Nur mühsam gewann ich meine Fassung zurück, schüttelte den Kopf und hob grinsend den Daumen, woraufhin er sich wieder verzog.
Ich lehnte mich an die Balkonbrüstung, um tief durchzuatmen. Es dauerte einige Minuten, bis ich meine Arbeit fortsetzen konnte.
Schließlich waren nur noch zwei Räume übrig: das Schlafzimmer und sein Büro. Er hatte gesagt, sein Arbeitszimmer gehöre nicht zu meinem Aufgabenbereich. Putzte er dort selbst? Oder war das Fenster vielleicht blind vor Dreck?
Einige Sekunden lang stand ich unschlüssig vor der Tür, dann war meine Entscheidung gefallen. Ich klopfte, wartete allerdings nicht auf seine Antwort, sondern platzte überfallartig sofort hinein.
Er saß am Schreibtisch vor einem Laptop mit großem Bildschirm und fuhr erschrocken zu mir herum. Zwar veränderte er geistesgegenwärtig mit einem hastigen Klick die Anzeige auf seinem Monitor, aber ich hatte bereits erkannt, womit er sich gerade beschäftigte: Dort war die Website einer durch Werbung in Funk und Fernsehen bekannten Partnerschaftsbörse zu sehen gewesen.
So war das also: Der verlassene Herr Dengelmann guckte sich bereits nach Ersatz für seine Jutta um, das war ja mal hochinteressant.
»Was wollen Sie?«, fragte er unwirsch, und seine Stimme klang auf einmal gar nicht mehr nach süßem Honig. »Hatte ich Ihnen nicht erklärt, dass es für Sie in diesem Raum nichts zu tun gibt?«
Rasch heuchelte ich angemessene Zerknirschtheit. »Ach, das gilt auch für die Fenster? Das hatte ich falsch verstanden. Ich dachte, Sie wollten, dass ich von Ihrem Schreibtisch wegbleibe und nichts durcheinanderbringe.«
»Nein, das gilt für den gesamten Raum«, blaffte er.
»Kommt nicht wieder vor«, murmelte ich devot. »Ich kann mich nur bei Ihnen entschuldigen, Herr Dengelmann.«
Er schnaubte und wandte mir abrupt wieder den Rücken zu, und ich zog mich wieder zurück.

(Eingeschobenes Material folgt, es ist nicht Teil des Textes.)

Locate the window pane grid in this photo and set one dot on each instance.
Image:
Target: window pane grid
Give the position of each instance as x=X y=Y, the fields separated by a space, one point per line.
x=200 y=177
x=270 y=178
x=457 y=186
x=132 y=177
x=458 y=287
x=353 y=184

Was haben seine Aktivitäten bezüglich Partnersuche wohl zu bedeuten?, fragte ich mich.
Hatten sie irgendeine Bedeutung für unseren Fall – wenn es überhaupt einen Fall geben sollte? Oder hatte Jutta Dengelmann ihn tatsächlich nur einfach verlassen, wie er Frau Berger gegenüber behauptet hatte, und er sah sich mal unverbindlich auf dem Markt um? Nichts, was ihm vorzuwerfen wäre, wie ich fand.
Andererseits: Hatte er vielleicht doch seine Gattin entsorgt, um sich eine Neue suchen zu können, ohne sich mit einer lästigen Scheidung herumplagen zu müssen?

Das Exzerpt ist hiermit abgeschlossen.